10. UNION / UNION ALL to combine result sets
UNION merges result sets vertically. Use UNION ALL to keep duplicates and run faster; use UNION to de-duplicate. Example: SELECT email FROM users_2024 UNION ALL SELECT email FROM users_2025; simply stacks results. Data point: combining two datasets of 1M rows each with UNION ALL returns 2M rows quickly; using UNION adds a sort/dedup step which can be costly. Actionable tips: choose UNION ALL when you want full append, and use UNION when dedupe is required; consider adding a source column to track origin: SELECT email, '2024' AS src ... UNION ALL SELECT email, '2025' AS src ...

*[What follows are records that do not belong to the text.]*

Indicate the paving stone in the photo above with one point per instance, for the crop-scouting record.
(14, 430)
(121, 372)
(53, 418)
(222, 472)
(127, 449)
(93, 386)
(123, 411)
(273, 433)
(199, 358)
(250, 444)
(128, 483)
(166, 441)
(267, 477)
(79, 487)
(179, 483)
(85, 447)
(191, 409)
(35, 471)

- UNION ALL: faster, keeps duplicates.
- UNION: slower, removes duplicates.
- Add source tags to track dataset origin.
Conclusion
These 10 queries form the backbone of SQL for data analysts: selection and sampling, aggregation with GROUP BY, joining datasets, window analytics, CTEs for clarity, distinct/duplicate checks, CASE transformations, time-series grouping, existence checks, and set unions. Practice each pattern on real tables — orders, users, and events — and measure performance: row counts, execution time, and index usage. Next steps: pick one query pattern per day and apply it to a real use case (e.g., compute monthly churn with DATE_TRUNC + window functions), add indexes where queries are slow, and convert repeatable CTE logic into materialized tables or scheduled ETL jobs. Use the two tables and examples above as templates; over time you'll reduce exploratory time and deliver faster, more accurate insights to stakeholders. Keep this guide handy as a checklist while building dashboards and reports with SQL for data analysts.